If, like us, you’re ticking days off your calendar, you won’t need reminding that it’s 36 days until the PlayStation 5 launches (or 43 if you live in Europe). For a console that has been so secret for so long, Sony has started the promotional push with some vigor.
The latest example comes today, with this eye-opening look at the console’s innards. This seven-minute video, presented by Yasuhiro Ootori — SIE’s vice-president for mechanical design — shows the PS5 laid bare. Ootori gradually dismantles a PS5 unit, highlighting important aspects of the console (in Japanese, so it’s likely you’ll need to turn YouTube’s subtitling on) as he goes.
There’s one interesting point before the screwdrivers even come out. We get a first official glimpse at the rear of the PS5, confirming some images from earlier this week. Along with the expected power and ethernet ports, and the HDMI 2.1 port — supporting up to 8K resolution and 120fps, with variable refresh rate — there’s two USB ports. These are standard Type A, but running at Super-Speed+ data transfer rates of 10Gb/s.
The two rear USB ports complement the two front ones — a Type A high-speed (480Mb/s) best suited to peripherals like driving wheels, and the Type C port — for a total of four.
Ito also shows off the console stand, which is screwed into the base when in the vertical position and clipped onto the shell in horizontal position.

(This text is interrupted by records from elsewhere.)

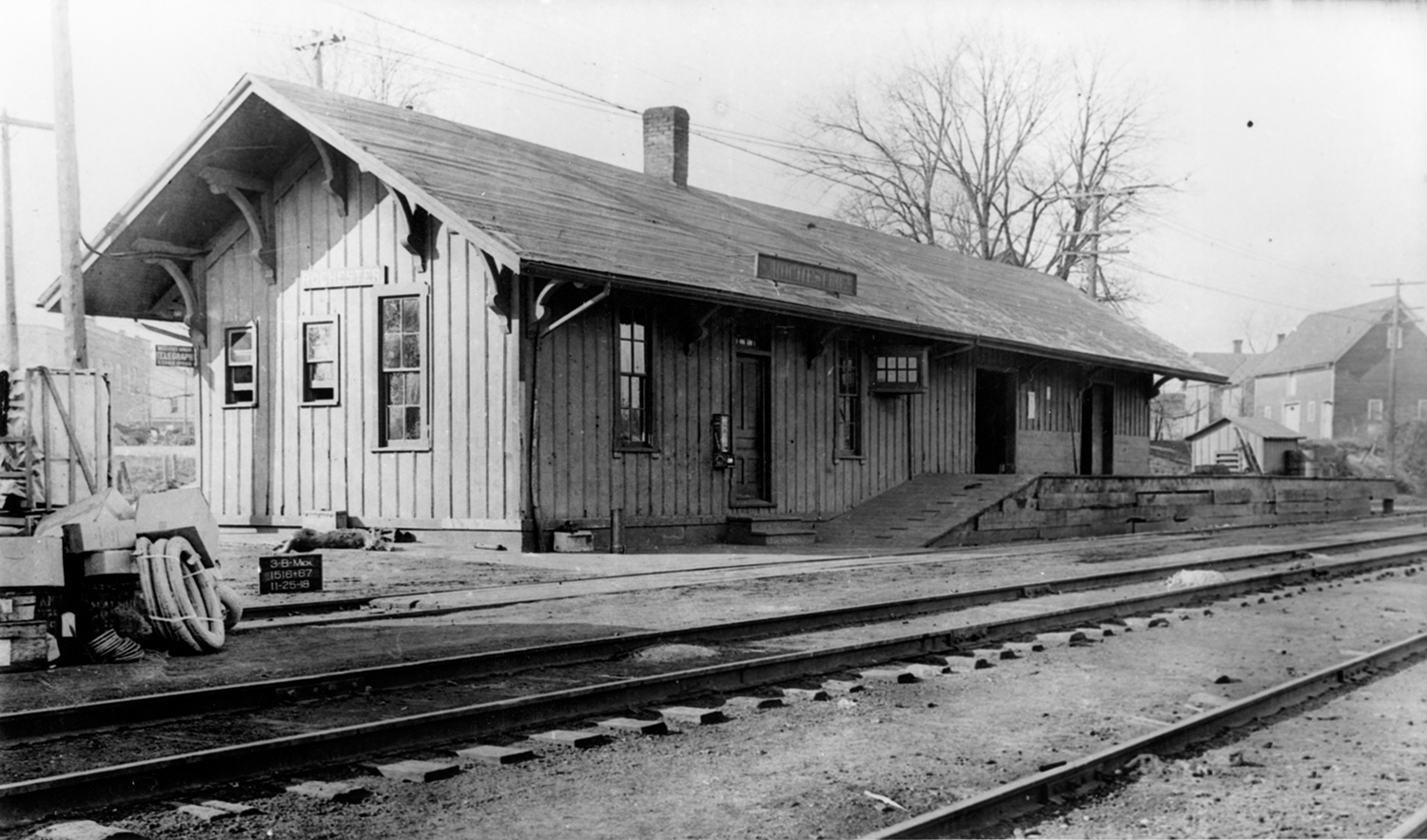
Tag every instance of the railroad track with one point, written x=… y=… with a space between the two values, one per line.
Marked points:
x=33 y=799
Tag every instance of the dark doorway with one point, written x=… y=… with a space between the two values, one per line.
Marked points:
x=995 y=422
x=1098 y=429
x=751 y=475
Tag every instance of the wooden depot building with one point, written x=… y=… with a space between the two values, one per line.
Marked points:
x=465 y=336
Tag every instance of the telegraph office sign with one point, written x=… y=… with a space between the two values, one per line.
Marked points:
x=176 y=356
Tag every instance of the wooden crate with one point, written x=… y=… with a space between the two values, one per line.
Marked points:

The stand also offers a special slot for storing the screw and cap cover when not in use, and the whole thing rotates to keep the loose items safe. After that he removes the outer casing, which appears to be ripe for both official and third-party customization with replacement items — should you not be fond of the white. Just beneath those is the SSD expansion slot.

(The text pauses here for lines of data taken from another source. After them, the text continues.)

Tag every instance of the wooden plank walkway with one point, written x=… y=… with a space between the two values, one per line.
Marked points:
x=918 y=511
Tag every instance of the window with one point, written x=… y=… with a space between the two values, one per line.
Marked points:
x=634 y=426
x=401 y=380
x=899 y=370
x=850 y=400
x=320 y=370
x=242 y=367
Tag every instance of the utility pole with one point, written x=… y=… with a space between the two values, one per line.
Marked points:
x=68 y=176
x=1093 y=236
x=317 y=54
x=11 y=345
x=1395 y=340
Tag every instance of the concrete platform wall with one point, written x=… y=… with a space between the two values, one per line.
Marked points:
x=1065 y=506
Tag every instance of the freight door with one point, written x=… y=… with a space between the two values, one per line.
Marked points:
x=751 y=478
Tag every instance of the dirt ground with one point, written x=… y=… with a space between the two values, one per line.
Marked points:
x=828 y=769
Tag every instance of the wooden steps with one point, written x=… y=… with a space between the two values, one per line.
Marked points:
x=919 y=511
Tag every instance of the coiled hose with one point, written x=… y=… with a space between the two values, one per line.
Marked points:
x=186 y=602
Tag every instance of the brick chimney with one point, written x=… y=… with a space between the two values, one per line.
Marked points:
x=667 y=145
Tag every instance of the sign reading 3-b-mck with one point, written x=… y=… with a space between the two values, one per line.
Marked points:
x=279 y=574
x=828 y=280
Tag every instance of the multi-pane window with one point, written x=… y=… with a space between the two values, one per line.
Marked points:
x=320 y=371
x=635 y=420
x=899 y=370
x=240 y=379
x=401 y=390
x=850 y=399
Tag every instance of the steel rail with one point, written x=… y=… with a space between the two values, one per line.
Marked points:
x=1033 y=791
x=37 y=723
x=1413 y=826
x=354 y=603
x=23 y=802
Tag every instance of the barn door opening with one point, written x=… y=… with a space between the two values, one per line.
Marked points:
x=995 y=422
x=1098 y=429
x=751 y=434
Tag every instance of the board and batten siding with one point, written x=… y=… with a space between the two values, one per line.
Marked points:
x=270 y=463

The next major component is the air cooling system, which features — as we expected — a fenestron-like ducted fan. This giant, 5-inch fan is almost two inches thick, and will draw air into the console from both sides, with almost the entire rear of the console acting as the exhaust. There’s also special ducts in the casing to act as dust traps, which owners can vacuum to keep clean and clear.
There’s further cooling kit deeper inside the console, with a liquid metal pocket for the thermal interface material which Ootori says Sony spent two years developing. This is attached to a giant heatsink, which occupies most of the back end of the console and Ootori comments has the same performance as a vapor chamber cooling system.
Naturally the core of the console is the motherboard and silicon, and Ootori shows the rather intricate layout. We can see the CPU, GPU and the individual components of the new SSD and the I/O processor, all set out on the main board. Last but not least is the integral 350W power supply.
The console will arrive on November 12 or November 19, depending on region, and you’ll now be able to take it apart yourself. Though, other than the external blades and the SSD expansion port, Sony obviously recommends you just stick with this video.